HFSS: Small Convenience Stores Request Exemption Details | Analysis and Features

But franchise agreements complicate matters. On paper, that should mean many convenience stores are dodging the new rules altogether. Unfortunately, it’s not that simple.

This is because convenience stores deemed to have a “franchise agreement” must count headcount based on all employees of the franchised business or symbol group they are a part of, not just those directly employed in the store. .

In other words, an independent retailer who might only have 20 employees could still be subject to location restrictions if their stores are larger than 2,000 square feet – although some have circumvented this by reducing floor space. to comply, adding a post office, storage room, seats and parcel lockers, among others.

Still, many are worried. As James Lowman, CEO of the Association of Convenience Stores, writes in this week’s issue of The Grocer (p22): “There are now thousands of businesses that have had to revamp, redesign and reimagine their stores at great expense, pending a potential visit. of an enforcer with a measuring tape.

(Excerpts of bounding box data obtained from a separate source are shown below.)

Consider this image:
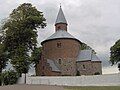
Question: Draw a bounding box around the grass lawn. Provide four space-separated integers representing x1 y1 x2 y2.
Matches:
64 86 120 90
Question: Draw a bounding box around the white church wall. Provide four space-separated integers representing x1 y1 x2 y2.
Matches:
18 74 120 86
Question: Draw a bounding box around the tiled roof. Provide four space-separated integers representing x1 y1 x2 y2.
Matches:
42 30 80 43
55 7 67 24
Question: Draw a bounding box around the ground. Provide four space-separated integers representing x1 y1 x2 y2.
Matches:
0 84 120 90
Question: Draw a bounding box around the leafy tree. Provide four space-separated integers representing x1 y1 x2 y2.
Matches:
110 39 120 65
31 47 42 72
0 27 8 85
3 3 46 74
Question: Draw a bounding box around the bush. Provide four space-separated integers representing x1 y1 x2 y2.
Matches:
2 70 20 85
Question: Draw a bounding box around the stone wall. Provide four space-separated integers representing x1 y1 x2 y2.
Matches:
37 39 80 76
77 60 102 75
18 74 120 86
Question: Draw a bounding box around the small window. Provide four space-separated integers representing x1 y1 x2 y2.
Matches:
83 65 85 69
43 66 45 70
58 59 61 64
57 26 61 30
57 42 61 48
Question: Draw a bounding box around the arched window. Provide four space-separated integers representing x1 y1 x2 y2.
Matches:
58 59 61 64
57 42 61 48
83 65 85 69
57 26 61 30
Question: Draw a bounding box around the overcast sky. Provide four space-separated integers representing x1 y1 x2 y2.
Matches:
0 0 120 74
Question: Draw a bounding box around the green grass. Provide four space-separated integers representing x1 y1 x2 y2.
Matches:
64 86 120 90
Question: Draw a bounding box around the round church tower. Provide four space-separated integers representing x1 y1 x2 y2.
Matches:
36 7 81 76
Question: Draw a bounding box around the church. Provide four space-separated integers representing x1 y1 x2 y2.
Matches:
36 6 102 76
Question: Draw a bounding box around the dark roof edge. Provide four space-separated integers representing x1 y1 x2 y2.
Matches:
41 38 82 45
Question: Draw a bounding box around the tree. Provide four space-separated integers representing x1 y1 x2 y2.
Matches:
110 39 120 65
31 47 42 72
0 26 8 85
3 3 46 77
2 70 19 85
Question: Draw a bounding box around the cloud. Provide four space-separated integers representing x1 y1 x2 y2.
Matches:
0 0 120 73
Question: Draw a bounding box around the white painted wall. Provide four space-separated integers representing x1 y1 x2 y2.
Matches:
18 74 120 86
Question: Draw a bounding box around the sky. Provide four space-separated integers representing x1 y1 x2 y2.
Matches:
0 0 120 74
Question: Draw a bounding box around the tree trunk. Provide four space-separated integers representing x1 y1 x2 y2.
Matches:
24 73 26 84
0 67 2 86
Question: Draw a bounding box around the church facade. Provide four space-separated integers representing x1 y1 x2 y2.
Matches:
36 7 102 76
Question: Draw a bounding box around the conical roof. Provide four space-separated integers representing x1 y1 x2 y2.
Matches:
55 6 67 25
41 30 81 44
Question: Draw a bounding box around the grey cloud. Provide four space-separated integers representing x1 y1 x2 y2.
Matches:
0 0 120 74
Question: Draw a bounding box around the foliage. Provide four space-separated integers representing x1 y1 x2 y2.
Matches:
0 26 8 85
110 39 120 65
2 70 19 85
3 3 46 74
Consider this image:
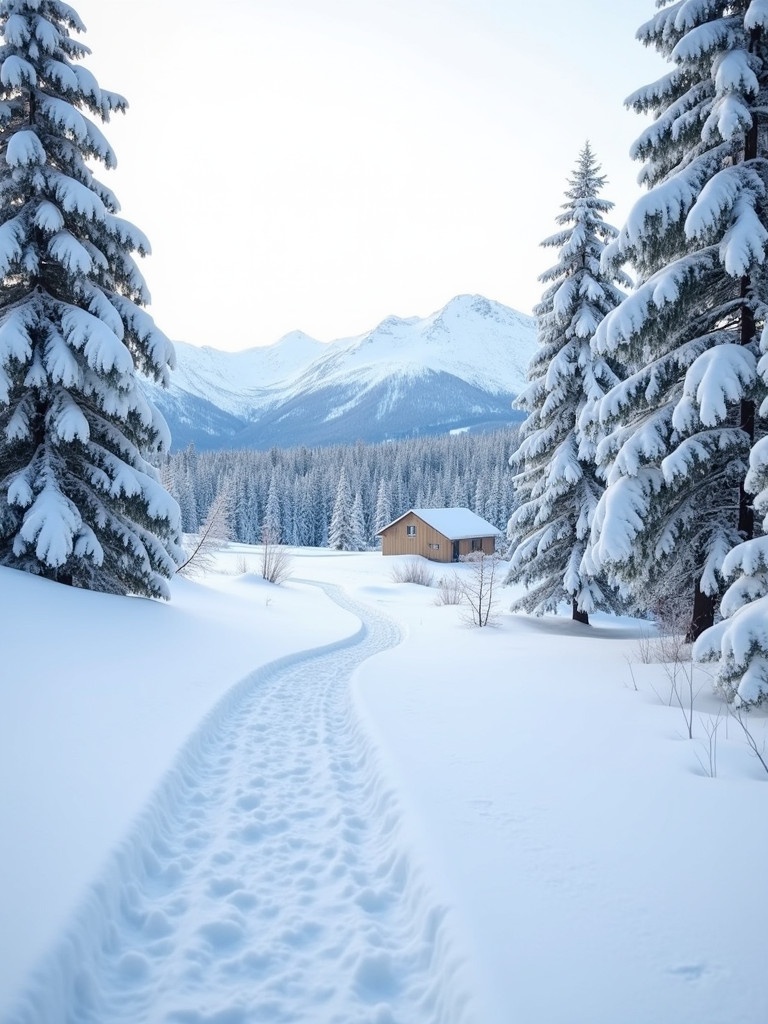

It doesn’t seem to help that this rule applies regardless of any agreements retailers may have with their symbol or franchise group. This is why traders are always advised to check with a lawyer about the status of their contracts, either through their brand or franchise head office, or by sourcing their own.

Take Nisa, for example. After a “rigorous” review of the HFSS regulations, its interpretation of the definition concluded that Nisa retailers should not be classified as franchisees. Since most of them have less than 50 employees, the group of symbols deemed to be the majority should not be affected by location restrictions.

“Our position does not preclude any Nisa client from obtaining their own independent legal advice on regulatory interpretation if they so choose,” a Nisa spokeswoman added.

However, as Lowman warned in April, “there is still a lot of interpretation that will be left to law enforcement officers when the regulations come into effect.”

This step of the HFSS law is now upon us, as location restrictions kicked off last week. The ACS says it has not heard of any initial concerns from retailers about their compliance, following the rulings, based on the legal advice they sought. However, the trade body will ‘keep an eye on’ the situation as trade standards tours begin to take place across the country.

“Retailers have spent a lot of time and money preparing for the introduction of HFSS regulations, but we are now entering the next phase, which involves enforcement officers checking stores for compliance, both in terms of individual store solutions and whether or not the store is exempt,” says ACS’s Lowman.

“We will work closely with our trading standards partner Surrey and Buckinghamshire to seek feedback on the results of these visits and if any additional issues arise as a result of local interpretation of the regulations.”

A lot of money indeed. The ACS estimated that smaller stores had to spend £13,000 to comply with the regulations, which rose to £100,000 for larger stores redesigning their layout. So it’s no big surprise that symbol groups and franchises went through “rigorous” research to make sure such an invoice was necessary.

But at least for those affected by the regulations, there is evidence that compliance with the HFSS regime will not negatively impact overall profitability. Southern Co-op began trials in March that saw five stores adapt three different types of formats to become fully compliant.

The company said the purpose of the trial was to develop an understanding of the impact of HFSS regulations on customer behavior, the costs associated with new formats and the overall impact on profitability.

While the biggest impact on margins was expected to come from removing HFSS products from impulse locations, such as bins near checkouts and queuing areas, no effect of this type has been observed.

“While we have seen behavioral changes in the store, our overall profitability has remained exactly the same,” says Andrew Farndell, Southern Co-op’s Head of Commerce and Format. “In an inflationary market where margin is everything, in fact our margin was absolutely what it was before the trial.”